Cold War Secrecy Billboard

The Paducah Gaseous Diffusion Plant (PGDP) operated under the shroud of Cold War secrecy from the early 1950’ through the late 1980’s. Plant operators and workers functioned under the provisions of security clearances that prohibited discussion of the PGDP’s mission of enriching uranium for Cold War weaponry and nuclear power generation. Several generations of local residents and workers grew up only quietly acknowledging the PGDP’s presence. Outside of the Jackson Purchase Region and Paducah, little was known about the existence, no less, the mission of the PGDP.

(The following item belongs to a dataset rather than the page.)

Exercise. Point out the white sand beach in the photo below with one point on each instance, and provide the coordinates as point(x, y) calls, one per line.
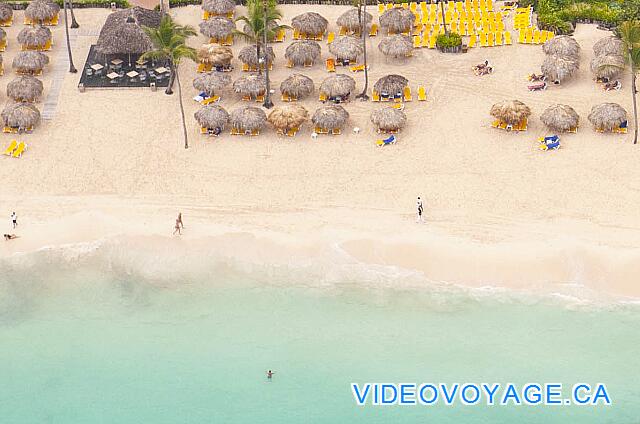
point(498, 210)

Generations worldwide were taught to "duck and cover", fallout shelters were constructed in backyards, and silent fear was instilled with the mention of the words "nuclear", "radiation" and "atomic."  Public awareness and media coverage of gross industrial environmental impacts and resulting health threats grew exponentially during the late 1960’s and continued into the 1970’s and 1980’s. The Environmental Protection Agency was created in the 1970’s and with it, the cleanup of the Industrial Age’s legacies.

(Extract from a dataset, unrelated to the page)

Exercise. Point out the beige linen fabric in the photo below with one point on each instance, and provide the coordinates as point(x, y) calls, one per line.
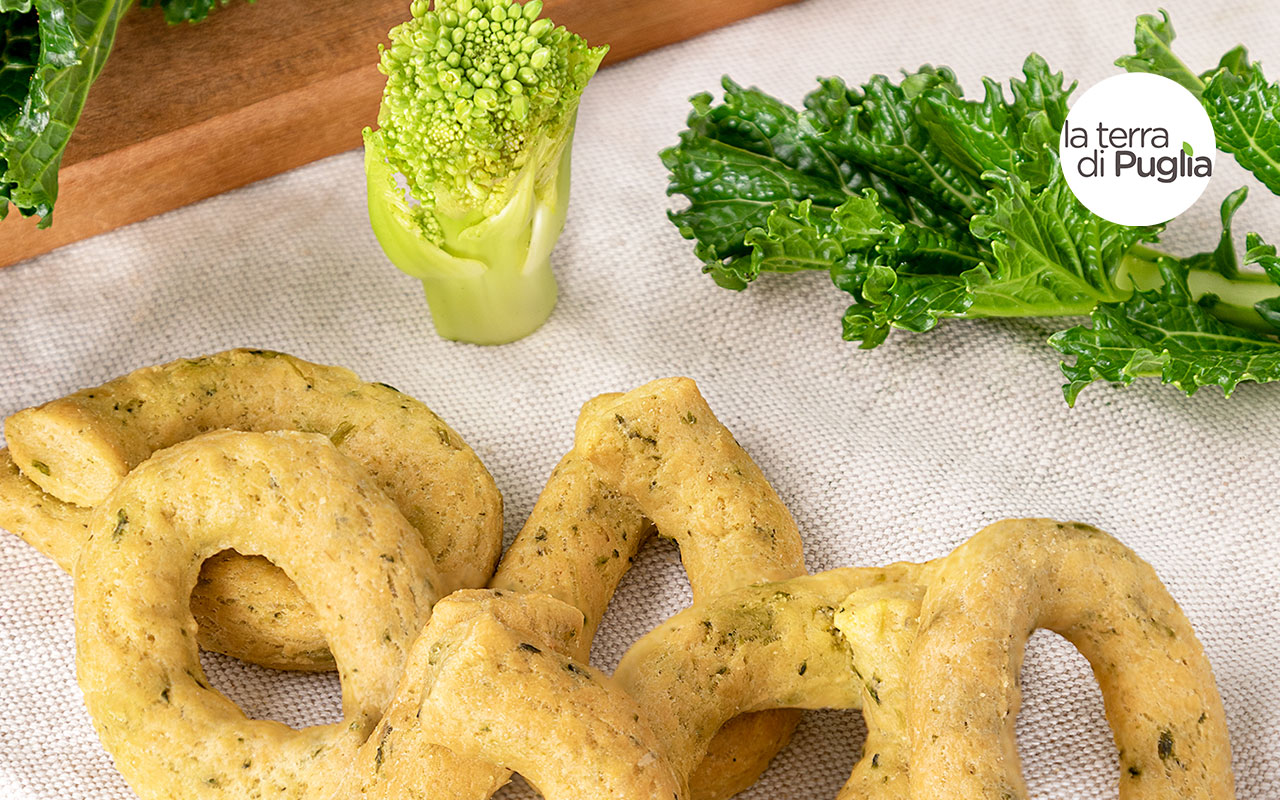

In the 1980’s, the "veil of secrecy" was lifted and information about the government and DOE’s Cold War industrial and science efforts entered into the public conversation. Stories of clandestine secret projects occurring on the government’s nuclear sites remained more common in the public forum than data disclosing the nature and extent of Cold War facilities environmental and health impacts. Data to identify environmental and health impacts was slowly being collected, assessed and selectively released. Environmental activism proliferated, allegations of the governments mishandling of materials and disregard for health and safety found their way into the court of public opinion and lawsuits.

In the late 1990’s - 2000’s, a new era of digital information, public awareness and participation in government activities began. Public discussion about the retirement, dismantling, and cleanup of government facilities evolved to include the futures of communities, economies, employment, environmental impacts and cleanups. With the onset of public participation in government and government projects, acute challenges arose to inform, interact with and educate government officials, stakeholders and the local community.

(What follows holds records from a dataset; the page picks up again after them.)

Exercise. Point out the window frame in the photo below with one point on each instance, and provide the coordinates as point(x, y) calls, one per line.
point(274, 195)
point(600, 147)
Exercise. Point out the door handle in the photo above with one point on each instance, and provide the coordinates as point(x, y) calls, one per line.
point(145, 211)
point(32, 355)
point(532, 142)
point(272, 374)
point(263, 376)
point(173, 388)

Since 2003,the Kentucky Research Consortium for Energy and Environment (KRCEE) Public Outreach and Education projects have evolved in response to the needs of local citizens, government, public officials, regulatory agencies, and DOE. Initial public outreach activities focused on informing community representatives, management, regulators, and site contractors with focused technical information regarding contemporary and alternative approaches to addressing clean-up and re-use problems. Technical meeting presentations have evolved into public interaction projects that gather and assess community perceptions and needs along with providing information and tools that foster understanding and the ability to address the challenges faced in the cleanup and re-use of the PGDP.